Which takes us to the only good news in this whole sordid affair: buying your way into cognitive-elite respectability is trickier than anyone thought. Even if you avoid jail, you are surrounded by people who are expert at sniffing out meritocratic poseurs, namely those with modest IQs. One cautionary example is President Trump’s son-in-law Jared Kushner, whose ticket into Harvard, according to the 2006 book The Price of Admission: How America’s Ruling Class Buys Its Way into Elite Colleges, was his father’s $2.5 million dollar gift to the university. Jared got his Harvard degree, but he has been the butt of social-media taunts precisely because his daddy had to pay a fortune to get the school to admit him. The cost of a brag-worthy degree? Millions. The cost of the right- and left-brain stuff? Priceless.
The current system of college admission doesn’t have many defenders at this point. Everyone knows that it corrupts us all: the high school teachers who feel obliged to inflate the talents of their ordinary students, the therapists selling their professional credentials to parents who want special-disability diagnoses for their healthy kids so that they have extra time to take their exams, the middle-class parents who have neither the funds nor the stomach to violate the law but help create the panic that is driving their kids (and their educators) out of their minds.
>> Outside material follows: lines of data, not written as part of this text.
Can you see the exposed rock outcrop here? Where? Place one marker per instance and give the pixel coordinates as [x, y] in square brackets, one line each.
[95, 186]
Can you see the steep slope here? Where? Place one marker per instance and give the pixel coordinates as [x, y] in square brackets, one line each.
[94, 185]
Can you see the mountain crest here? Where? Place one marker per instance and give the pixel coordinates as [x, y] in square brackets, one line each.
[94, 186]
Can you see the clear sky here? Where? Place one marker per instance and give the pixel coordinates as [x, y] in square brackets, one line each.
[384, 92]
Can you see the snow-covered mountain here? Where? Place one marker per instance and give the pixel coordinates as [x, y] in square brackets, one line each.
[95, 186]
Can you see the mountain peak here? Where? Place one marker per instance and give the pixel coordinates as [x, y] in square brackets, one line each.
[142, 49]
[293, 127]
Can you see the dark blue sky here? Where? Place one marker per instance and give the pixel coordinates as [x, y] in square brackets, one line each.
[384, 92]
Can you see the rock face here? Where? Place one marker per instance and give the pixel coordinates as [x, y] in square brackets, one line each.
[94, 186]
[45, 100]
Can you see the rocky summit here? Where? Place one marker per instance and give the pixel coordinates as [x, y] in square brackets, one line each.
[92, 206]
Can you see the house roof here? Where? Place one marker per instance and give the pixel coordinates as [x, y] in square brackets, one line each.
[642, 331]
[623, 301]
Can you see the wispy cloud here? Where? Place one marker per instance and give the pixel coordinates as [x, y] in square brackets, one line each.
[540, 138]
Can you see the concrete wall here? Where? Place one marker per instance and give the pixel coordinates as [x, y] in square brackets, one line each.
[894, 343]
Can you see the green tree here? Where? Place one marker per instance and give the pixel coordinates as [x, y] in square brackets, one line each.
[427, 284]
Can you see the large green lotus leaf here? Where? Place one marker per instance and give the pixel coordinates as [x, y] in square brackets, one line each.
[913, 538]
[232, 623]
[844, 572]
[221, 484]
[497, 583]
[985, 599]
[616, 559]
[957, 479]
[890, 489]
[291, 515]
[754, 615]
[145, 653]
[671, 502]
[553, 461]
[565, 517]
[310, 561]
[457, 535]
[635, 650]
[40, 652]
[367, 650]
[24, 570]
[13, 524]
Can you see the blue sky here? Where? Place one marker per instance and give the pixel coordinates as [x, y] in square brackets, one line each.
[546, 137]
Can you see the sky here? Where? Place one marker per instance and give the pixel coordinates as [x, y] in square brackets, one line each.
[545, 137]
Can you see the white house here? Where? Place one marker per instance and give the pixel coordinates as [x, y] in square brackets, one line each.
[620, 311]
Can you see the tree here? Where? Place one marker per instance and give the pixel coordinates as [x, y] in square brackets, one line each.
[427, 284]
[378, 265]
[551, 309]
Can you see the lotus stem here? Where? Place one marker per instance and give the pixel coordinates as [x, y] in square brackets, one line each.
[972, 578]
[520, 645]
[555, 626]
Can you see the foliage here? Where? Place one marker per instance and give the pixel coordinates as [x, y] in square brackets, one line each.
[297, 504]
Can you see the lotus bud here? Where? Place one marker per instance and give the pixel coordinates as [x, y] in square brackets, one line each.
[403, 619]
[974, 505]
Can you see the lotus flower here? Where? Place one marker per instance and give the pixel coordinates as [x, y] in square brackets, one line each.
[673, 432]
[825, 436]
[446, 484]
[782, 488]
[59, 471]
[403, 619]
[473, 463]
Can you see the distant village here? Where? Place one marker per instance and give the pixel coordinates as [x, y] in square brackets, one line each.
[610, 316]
Worst of all, it demoralizes less-advantaged kids and their parents, who are already tempted toward resentment-filled hopelessness.
For all higher education’s sins, though, there’s no easy way to fix its role in the broken meritocracy. Limit legacies and sports admits? Sure. Look skeptically at résumés filled with service trips to Guatemalan villages and computer camps? Yes, please. But an increasingly high-tech economy will have to reward those who can decipher complicated deals, program robots, and pursue similarly complex cognitive tasks. The challenge is to reduce the prestige and honor attached to those talents and rewards—and to the schools that develop them. Ironically, Operation Varsity Blues may be a step in that direction.